Sąd Apelacyjny rozpoznawał na posiedzeniu w poniedziałek wniosek Prokuratury Okręgowej w Koszalinie o przedłużenie tymczasowego aresztowania Miłosza S. do 25 grudnia 2020 r.
- Sąd Apelacyjny nie uwzględnił wniosku prokuratura i odmówił przedłużenia tymczasowego aresztowania wobec podejrzanego. Tym samym okres tymczasowego aresztowania upływa z dniem jutrzejszym - poinformował sędzia Jaromin.
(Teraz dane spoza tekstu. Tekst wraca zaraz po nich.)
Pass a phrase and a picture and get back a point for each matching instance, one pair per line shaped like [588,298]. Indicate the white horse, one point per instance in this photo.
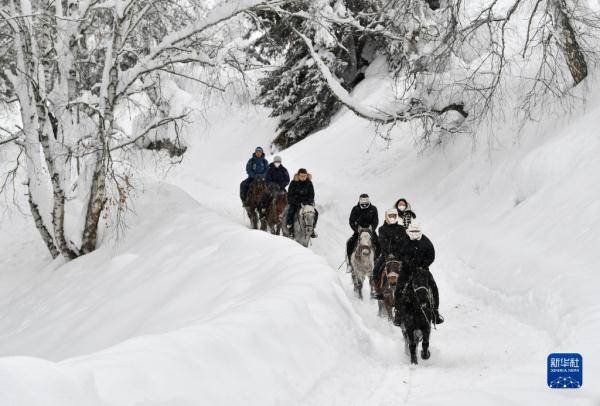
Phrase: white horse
[362,260]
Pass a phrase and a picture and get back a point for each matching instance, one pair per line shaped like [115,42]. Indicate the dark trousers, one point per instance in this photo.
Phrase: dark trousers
[292,209]
[378,269]
[403,280]
[353,240]
[244,186]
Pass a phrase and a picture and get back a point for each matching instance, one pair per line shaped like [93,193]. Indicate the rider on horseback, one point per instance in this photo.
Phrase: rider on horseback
[392,241]
[257,166]
[277,174]
[419,254]
[404,212]
[277,178]
[301,192]
[363,215]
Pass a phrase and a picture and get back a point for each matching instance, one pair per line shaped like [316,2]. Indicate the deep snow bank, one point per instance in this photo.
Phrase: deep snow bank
[194,310]
[515,230]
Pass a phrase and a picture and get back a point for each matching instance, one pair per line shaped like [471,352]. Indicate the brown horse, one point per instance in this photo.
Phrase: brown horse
[256,191]
[274,214]
[387,286]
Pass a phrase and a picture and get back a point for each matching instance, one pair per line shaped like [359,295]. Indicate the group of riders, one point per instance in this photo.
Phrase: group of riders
[300,191]
[400,237]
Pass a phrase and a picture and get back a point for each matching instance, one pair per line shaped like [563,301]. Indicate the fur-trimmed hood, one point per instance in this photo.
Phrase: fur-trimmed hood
[408,208]
[297,179]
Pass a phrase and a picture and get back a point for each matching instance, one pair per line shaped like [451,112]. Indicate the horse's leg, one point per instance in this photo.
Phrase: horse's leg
[425,354]
[390,308]
[359,287]
[355,284]
[412,345]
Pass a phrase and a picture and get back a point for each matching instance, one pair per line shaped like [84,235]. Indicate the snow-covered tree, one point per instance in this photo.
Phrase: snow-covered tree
[296,90]
[73,66]
[456,65]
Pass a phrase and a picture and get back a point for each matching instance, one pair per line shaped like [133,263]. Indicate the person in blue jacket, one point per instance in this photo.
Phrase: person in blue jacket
[257,166]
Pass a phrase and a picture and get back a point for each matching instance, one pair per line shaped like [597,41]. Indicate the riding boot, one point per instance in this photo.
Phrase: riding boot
[437,316]
[397,318]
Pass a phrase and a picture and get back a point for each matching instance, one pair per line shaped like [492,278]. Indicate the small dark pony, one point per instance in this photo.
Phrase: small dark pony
[416,314]
[387,286]
[256,191]
[274,213]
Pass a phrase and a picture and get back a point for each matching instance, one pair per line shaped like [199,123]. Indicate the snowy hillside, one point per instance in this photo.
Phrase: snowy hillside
[194,308]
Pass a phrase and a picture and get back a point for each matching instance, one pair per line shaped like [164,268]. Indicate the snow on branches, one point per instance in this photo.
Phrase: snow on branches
[72,67]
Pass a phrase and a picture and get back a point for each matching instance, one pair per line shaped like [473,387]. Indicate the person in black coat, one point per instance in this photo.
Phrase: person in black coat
[277,178]
[405,213]
[301,191]
[363,215]
[418,254]
[393,240]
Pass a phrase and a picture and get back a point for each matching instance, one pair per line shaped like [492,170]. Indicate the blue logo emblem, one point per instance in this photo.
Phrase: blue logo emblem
[565,371]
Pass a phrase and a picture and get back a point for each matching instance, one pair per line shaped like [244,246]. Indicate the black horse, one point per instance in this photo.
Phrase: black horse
[415,305]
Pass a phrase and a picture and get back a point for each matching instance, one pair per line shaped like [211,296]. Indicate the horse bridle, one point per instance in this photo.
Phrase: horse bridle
[303,214]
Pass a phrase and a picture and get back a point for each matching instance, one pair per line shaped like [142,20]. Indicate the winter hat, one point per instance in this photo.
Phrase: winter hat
[407,206]
[364,201]
[391,216]
[414,231]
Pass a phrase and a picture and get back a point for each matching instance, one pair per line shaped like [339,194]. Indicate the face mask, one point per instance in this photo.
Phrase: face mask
[414,235]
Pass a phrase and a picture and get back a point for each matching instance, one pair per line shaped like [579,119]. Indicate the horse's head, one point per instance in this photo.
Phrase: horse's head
[393,267]
[420,286]
[280,201]
[307,216]
[365,243]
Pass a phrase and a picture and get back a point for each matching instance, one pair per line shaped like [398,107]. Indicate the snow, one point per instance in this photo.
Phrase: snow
[192,308]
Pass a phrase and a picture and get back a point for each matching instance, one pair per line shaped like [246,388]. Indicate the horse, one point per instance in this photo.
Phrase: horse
[362,259]
[256,191]
[416,314]
[304,223]
[387,284]
[274,214]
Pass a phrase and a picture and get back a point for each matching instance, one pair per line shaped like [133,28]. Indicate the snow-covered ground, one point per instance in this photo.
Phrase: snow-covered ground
[193,308]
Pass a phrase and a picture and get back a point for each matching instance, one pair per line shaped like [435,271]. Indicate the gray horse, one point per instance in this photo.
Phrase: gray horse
[362,260]
[304,223]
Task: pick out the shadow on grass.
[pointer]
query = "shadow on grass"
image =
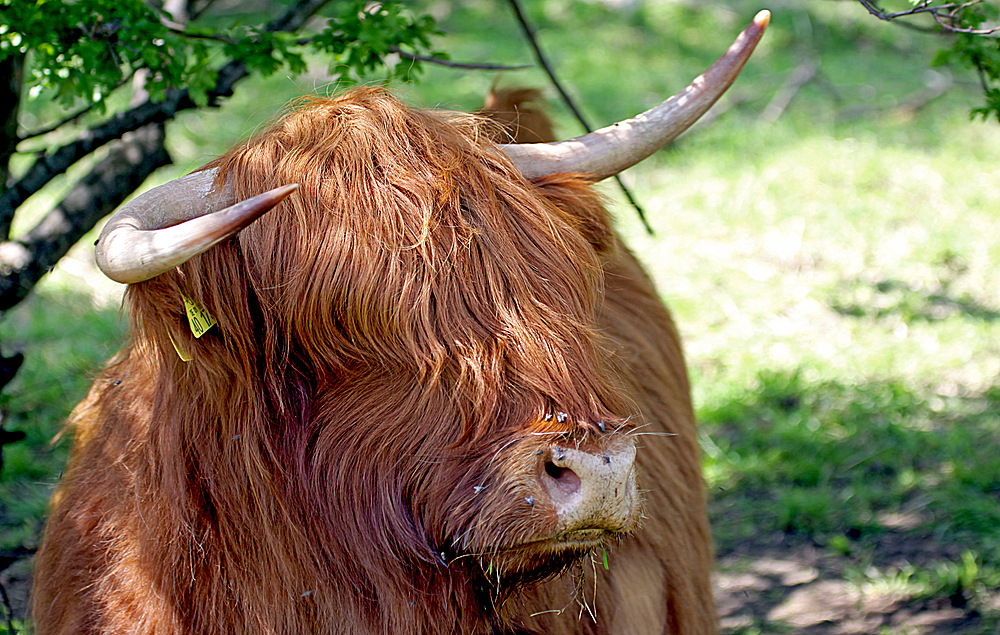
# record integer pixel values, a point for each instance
(65, 340)
(887, 298)
(854, 509)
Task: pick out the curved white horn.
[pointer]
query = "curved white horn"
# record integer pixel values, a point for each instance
(143, 239)
(610, 150)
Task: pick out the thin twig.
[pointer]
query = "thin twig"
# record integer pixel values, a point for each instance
(8, 609)
(543, 62)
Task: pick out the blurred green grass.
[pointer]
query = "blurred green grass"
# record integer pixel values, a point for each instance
(833, 271)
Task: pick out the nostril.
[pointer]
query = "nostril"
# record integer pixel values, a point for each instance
(562, 481)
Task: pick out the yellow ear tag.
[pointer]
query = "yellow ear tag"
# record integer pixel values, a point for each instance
(199, 319)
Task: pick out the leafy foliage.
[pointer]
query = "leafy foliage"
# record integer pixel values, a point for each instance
(87, 48)
(975, 27)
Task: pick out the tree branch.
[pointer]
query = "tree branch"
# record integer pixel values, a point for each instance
(46, 168)
(109, 183)
(529, 33)
(944, 14)
(450, 64)
(11, 72)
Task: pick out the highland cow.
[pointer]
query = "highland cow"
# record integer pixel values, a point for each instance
(420, 407)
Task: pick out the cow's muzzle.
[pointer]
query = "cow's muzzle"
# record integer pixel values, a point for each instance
(592, 491)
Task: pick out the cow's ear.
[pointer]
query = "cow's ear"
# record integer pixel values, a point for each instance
(582, 205)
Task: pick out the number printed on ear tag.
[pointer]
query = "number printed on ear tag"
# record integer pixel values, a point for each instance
(199, 319)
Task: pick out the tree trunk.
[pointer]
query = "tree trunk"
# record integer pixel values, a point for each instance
(24, 261)
(11, 74)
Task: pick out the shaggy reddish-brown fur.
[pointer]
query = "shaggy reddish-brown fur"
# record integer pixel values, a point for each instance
(347, 451)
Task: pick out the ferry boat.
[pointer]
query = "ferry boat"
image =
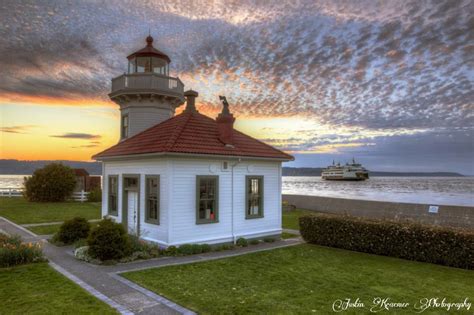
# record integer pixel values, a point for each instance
(350, 171)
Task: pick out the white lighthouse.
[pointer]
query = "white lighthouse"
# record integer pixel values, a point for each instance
(147, 95)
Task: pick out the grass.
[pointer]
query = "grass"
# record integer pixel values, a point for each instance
(21, 211)
(303, 279)
(38, 289)
(49, 229)
(290, 218)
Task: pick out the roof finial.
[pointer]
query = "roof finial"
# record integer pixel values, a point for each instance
(225, 109)
(149, 40)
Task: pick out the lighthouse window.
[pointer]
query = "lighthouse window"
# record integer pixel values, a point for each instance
(207, 192)
(113, 192)
(152, 199)
(125, 126)
(254, 189)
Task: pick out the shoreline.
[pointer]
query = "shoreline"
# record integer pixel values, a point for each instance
(452, 216)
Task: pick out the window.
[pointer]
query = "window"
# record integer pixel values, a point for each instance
(152, 200)
(207, 192)
(130, 183)
(113, 192)
(125, 126)
(254, 189)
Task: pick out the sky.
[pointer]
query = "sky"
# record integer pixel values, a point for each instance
(387, 82)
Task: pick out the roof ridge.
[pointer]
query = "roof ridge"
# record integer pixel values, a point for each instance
(177, 132)
(122, 141)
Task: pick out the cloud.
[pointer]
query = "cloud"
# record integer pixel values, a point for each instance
(395, 69)
(77, 136)
(17, 129)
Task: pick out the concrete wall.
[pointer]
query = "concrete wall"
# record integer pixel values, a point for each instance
(455, 216)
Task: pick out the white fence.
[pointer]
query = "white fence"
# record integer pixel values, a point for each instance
(18, 192)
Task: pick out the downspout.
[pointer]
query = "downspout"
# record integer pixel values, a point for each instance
(232, 198)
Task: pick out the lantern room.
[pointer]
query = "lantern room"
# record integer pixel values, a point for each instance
(149, 60)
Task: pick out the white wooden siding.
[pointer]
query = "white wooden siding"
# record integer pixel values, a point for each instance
(184, 228)
(178, 199)
(152, 232)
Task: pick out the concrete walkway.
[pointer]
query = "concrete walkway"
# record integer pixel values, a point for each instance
(105, 283)
(51, 223)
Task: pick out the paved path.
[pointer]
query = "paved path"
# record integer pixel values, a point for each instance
(51, 223)
(105, 283)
Miłosz S. we wtorek opuści zakład karny.
W uzasadnieniu sąd wskazał, iż "na obecnym etapie śledztwa, stosowanie najsurowszego środka zapobiegawczego jest nieuzasadnione".
Sąd, jak podał sędzia Jaromin, podkreślił, że śledztwo, które jest w końcowej fazie, trwa blisko dwa lata i przez ten okres podejrzany był tymczasowo aresztowany.
- Trzeba pamiętać o tym, że tymczasowe aresztowanie to nie wykonywanie kary, a środek, który ma służyć zabezpieczeniu prawidłowego toku postępowania przygotowawczego. Na tym etapie śledztwa w przekonaniu sądu, stosowanie najsurowszego środka przez tak długi okres czasu jest już zbędne. Jeżeli prokurator uzna, że zachodzi jakakolwiek potrzeba zabezpieczenia dalszego jego toku, to ma do dyspozycji zastosowanie środków wolnościowych - poinformował sędzia Jaromin.
Zaznaczył przy tym, że już w poprzednim postanowieniu z 22 września przedłużającym tymczasowe aresztowanie Miłosza S. do 10 listopada, sąd wskazał, że to powinien być wystarczający czas do przeprowadzenia czynności końcowych w śledztwie.
- Niestety, prokurator w tym czasie tych czynności nie wykonał. Zaznajomienie stron trwa, konieczne jest jeszcze uzupełnienie tego śledztwa o opinię Pomorskiego Uniwersytetu Medycznego, co będzie musiało powodować kolejne, dodatkowe zaznajomienie stron. Prokurator nie wykorzystał czasu, który sąd dał prowadzącemu na zakończenie postępowania - zaznaczył sędzia Jaromin.